Pero, desde el análisis de la condición humana de su arraigo sensible a la Tierra, esa transformación ha tenido lugar con lo que podríamos llamar “la tecnificación de la experiencia del mundo natural”, es decir, la mediación, el sometimiento y el control, cada vez mayor, de la experiencia humana a las condiciones de la técnica. La transformación de nuestra condición humana radica fundamentalmente en el hecho de que la técnica se ha convertido en el medio a través del cual se constituye en su mayor parte nuestra experiencia. Esta tecnificación de la experiencia, en la que están englobados también para nosotros los procesos de comunicación, y que fue obra en su origen de la sustitución del modelo de producción artesanal por el modelo industrial, tiene en su base la energía eléctrica, la cual ha ido ampliando progresivamente la automatización y especialización de todo proceso de producción.4 La experiencia ha ido quedando dispuesta en esta transformación del mundo, que comenzó con la Revolución Industrial, como un plexo de relaciones que cada vez está más alejado del propio mundo natural. Nuestra experiencia se origina, se mantiene y tiene su término en un mundo dominado de tal modo por dispositivos técnicos que por ellos, como se subraya en Esquirol (2011, p. 107), aun permaneciendo en la Tierra, pensamos y obramos “como si no estuviéramos en ella”.
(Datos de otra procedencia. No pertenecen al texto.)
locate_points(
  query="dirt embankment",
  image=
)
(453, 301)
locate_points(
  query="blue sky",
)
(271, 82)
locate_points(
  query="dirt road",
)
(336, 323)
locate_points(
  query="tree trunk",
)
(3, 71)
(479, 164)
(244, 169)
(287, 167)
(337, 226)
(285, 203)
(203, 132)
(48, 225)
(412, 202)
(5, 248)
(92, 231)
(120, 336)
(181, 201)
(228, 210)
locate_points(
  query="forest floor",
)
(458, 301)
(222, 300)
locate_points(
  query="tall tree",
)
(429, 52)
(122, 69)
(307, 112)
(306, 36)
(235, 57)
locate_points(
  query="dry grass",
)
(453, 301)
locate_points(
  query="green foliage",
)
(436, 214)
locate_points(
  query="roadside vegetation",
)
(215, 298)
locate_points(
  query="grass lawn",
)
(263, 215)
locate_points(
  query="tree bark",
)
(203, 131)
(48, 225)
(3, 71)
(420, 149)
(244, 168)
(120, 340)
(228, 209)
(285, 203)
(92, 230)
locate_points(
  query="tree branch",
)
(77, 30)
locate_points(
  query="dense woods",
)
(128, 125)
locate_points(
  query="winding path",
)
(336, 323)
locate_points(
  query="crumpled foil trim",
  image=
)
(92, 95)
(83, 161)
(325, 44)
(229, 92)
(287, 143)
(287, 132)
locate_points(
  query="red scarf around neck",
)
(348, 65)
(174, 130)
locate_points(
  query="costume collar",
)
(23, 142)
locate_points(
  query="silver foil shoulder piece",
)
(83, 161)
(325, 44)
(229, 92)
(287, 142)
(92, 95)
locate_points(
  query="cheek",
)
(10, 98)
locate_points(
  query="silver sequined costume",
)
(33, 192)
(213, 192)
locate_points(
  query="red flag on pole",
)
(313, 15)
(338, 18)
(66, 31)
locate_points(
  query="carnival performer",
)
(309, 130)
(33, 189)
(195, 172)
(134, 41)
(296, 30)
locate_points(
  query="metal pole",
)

Ahora bien, el valor del pensamiento de Arendt, en este punto, no está solo en señalar ese proceso de construcción del mundo en la Edad Moderna como obra del artificio humano, ni en apuntar a la creciente colonización de los ámbitos de experiencia por obra de la tecnología, sino en mostrar que detrás de ese proceso de racionalización emerge la figura del homo laborans, figura que, en la época del industrialismo y del productivismo, toma la forma concreta del consumismo.5 Y es aquí donde la mayoría de los intérpretes de Arendt han encontrado la afinidad de su pensamiento con el propio pensamiento ecológico. Efectivamente, Arendt ya habría puesto de manifiesto cómo la producción y el consumo en su retroalimentación han determinado las relaciones fundamentales de la sociedad con los objetos del mundo en términos de consumismo. Así, por ejemplo, en Whiteside (1994) se ha señalado, por una parte, que en el pensamiento de Arendt es posible encontrar motivos para profundizar en las críticas a la sociedad de consumo que se esgrimen dentro de la ecología política, y que, aunque ella rechace por principio que la política tenga su ámbito de acción en la esfera privada del hogar y el pensamiento ecologista, fundamenta muchas de sus demandas, precisamente, en esta consideración de la Tierra; por otra parte, se ha señalado que el valor fundamental de su planteamiento está en que su análisis fenomenológico evita tanto una interpretación subjetivista como una objetivista de la ideología del consumismo, es decir, evita que el análisis del consumismo tenga que bascular entre la perspectiva de la conciencia subjetiva de los consumidores o la perspectiva de las condiciones objetivas o materiales del consumo. El análisis de Arendt haría posible, de este modo, comprender el fenómeno del consumismo desde un punto de vista que superaría los problemas en los que este se ve envuelto cuando sigue de cerca los análisis de Marx sobre de la situación de los trabajadores en el sistema del capitalismo.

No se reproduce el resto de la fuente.